The function merges the sorted vectors x1 and x2 into a single vector, and merges y1 and y2 in the same way. It then fits the decreasing vector z that minimises the total squared error sum((z-y)^2) where y is the merged vector of y1 and y2. By setting x2=y2=NULL, this function can perform isotonic regression on a single data set.
The solution to isotonic regression can be shown to be given by blockwise averages of the original data, where the blocks correspond to the convex hull of the cumulative sums.
Value
An object of class "isotonic" with the following components
- x
The sorted x1 and x2 values with Inf appended.
- y
The fitted isotonic regression values with 0 appended.
- data
The original y1 and y2 values, corresponding to increasing order of the combined x1 and x2 vectors.
Author(s)
Toby Kenney
Examples
set.seed(1)
x1<-seq_len(1000)
y1<-rnorm(1000)+3*exp(-x1/500)
x2<-seq_len(100)*2.1001
y2<-rnorm(100)+3*exp(-x2/500)
ir<-isotonic.regression(x1,y1,x2,y2)
graphics::plot(ir$x,ir$y)
Interpolation from Isotonic Regression
Description
Interpolates a prediction from an isotonic regression object
Usage
## S3 method for class 'isotonic'
predict(object,newdata,...)
Arguments
object |
The isotonic regression object, consisting of a list with three components:
|
newdata |
The values for which the function is to be calculated. |
... |
Any additional arguments are ignored. |
Details
For each element of newdata, this function identifies the first element of object$x that is larger, and looks up the corresponding element of object$y.
Value
A vector of corresponding values of the step function.
Author(s)
Toby Kenney
Examples
set.seed(1)
x1<-seq_len(1000)
y1<-rnorm(1000)+3*exp(-x1/500)
x2<-seq_len(100)*2.001
y2<-rnorm(100)+3*exp(-x2/500)
ir<-isotonic.regression(x1,y1,x2,y2)
fitted<-predict(ir,newdata=seq_len(10000)/10)

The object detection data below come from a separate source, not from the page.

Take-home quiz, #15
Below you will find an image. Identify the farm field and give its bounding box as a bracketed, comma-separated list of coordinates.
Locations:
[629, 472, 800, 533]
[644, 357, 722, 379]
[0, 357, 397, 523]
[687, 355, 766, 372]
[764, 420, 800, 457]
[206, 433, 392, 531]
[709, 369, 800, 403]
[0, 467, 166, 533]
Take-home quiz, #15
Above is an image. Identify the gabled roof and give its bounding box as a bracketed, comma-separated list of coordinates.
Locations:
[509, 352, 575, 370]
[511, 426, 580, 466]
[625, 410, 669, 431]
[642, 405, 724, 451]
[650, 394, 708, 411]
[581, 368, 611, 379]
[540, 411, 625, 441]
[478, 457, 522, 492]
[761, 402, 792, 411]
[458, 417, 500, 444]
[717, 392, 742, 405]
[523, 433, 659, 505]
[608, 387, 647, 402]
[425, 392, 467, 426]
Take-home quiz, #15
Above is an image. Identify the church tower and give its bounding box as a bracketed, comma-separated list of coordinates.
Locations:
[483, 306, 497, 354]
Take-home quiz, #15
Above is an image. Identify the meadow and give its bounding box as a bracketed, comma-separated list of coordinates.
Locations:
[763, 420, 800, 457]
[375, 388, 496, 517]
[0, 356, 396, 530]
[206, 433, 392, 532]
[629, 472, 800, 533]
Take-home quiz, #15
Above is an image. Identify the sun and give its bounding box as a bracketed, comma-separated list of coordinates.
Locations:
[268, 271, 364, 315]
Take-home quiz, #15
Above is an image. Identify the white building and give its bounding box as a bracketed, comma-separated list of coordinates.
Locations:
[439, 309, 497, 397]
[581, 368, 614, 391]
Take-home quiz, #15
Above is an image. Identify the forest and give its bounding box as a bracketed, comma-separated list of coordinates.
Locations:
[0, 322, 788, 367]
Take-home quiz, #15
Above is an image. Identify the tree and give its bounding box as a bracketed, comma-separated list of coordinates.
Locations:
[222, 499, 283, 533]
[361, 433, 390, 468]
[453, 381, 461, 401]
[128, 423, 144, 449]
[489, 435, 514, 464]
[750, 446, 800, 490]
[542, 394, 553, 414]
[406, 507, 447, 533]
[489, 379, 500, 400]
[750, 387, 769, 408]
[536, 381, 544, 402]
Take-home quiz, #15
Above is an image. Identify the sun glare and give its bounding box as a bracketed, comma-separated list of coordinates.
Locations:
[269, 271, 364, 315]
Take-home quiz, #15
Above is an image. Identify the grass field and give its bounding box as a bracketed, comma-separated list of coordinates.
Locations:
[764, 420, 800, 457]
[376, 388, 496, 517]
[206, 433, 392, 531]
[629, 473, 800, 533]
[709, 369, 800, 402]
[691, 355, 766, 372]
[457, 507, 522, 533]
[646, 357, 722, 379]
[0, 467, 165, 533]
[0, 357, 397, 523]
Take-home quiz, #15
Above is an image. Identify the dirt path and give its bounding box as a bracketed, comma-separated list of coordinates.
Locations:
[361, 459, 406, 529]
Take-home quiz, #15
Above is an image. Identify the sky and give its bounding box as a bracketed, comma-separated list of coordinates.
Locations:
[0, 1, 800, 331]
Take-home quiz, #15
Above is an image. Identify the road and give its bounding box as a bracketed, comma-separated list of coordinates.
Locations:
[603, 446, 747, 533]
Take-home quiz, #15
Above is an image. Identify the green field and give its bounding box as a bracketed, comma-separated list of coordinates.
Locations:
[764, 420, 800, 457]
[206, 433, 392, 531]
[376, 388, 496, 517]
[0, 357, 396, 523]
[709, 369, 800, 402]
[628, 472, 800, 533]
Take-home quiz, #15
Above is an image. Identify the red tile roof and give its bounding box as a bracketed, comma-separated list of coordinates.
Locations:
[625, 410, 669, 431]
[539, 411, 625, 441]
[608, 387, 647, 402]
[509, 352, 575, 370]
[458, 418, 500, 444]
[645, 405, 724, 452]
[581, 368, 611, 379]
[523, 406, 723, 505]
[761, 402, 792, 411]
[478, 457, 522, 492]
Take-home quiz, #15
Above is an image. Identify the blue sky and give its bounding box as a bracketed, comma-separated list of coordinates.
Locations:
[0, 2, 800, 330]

Select the cut-off using HVS
Description
Selects a p-value cut-off for hypergraph variable selection on a graph.
Usage
select.cutoff(G,batchsize=100,nbatch=100,level=0.05,threshold=NULL)
Arguments
G |
The graph, represented as a square matrix. The values in the matrix represent the p-values of hypothesis tests corresponding to the edges of the graph (with diagonal elements corresponding to loops). |
batchsize |
The size of each batch of points. |
nbatch |
The number of batches |
level |
The desired FDR control level. If threshold is set to a numeric value, then this value is overridden. |
threshold |
Either a numeric value or null or "PRDS". If the value is null or "PRDS", then the value is recalculated to control the gFDR at the specified level, either under no dependence assumptions, or under the PRDS assumption. |
Details
This selects the largest cut-off c such that the number of vertices minus the log to base 2 of the number of independent sets of the graph with edges having values below this cut-off, is more than or equal to c times the parameter "threshold".
Value
An object of class c("HVS","GLSUP") which includes the following components:
- level
The specified gFDR control level.
- pv
The p-values in increasing order.
- sizing
The sizing function applied to the hyperedges with smallest p-values.
- rejected
Logical vector indicating which p-values are less than the cut-off.
- cut.off.slope
The specified or calculated threshold.
- pv.cut.off
The p-value cut-off.
- sizing.function
The estimated sizing function from isotonic regression. This can be studied to determine the uncertainty in counting the number of sets.
Author(s)
Toby Kenney, Sarah Organ
References
Hypergraph Variable Selection with False Discovery Rate Control
Sarah Organ, Toby Kenney, Hong Gu
http://arxiv.org/abs/2606.20514
Examples
set.seed(1)
G<-matrix(runif(400)/10,20,20)
G<-pmin(G,t(G)) # make G symmetric
cut.off<-select.cutoff(G,threshold="PRDS")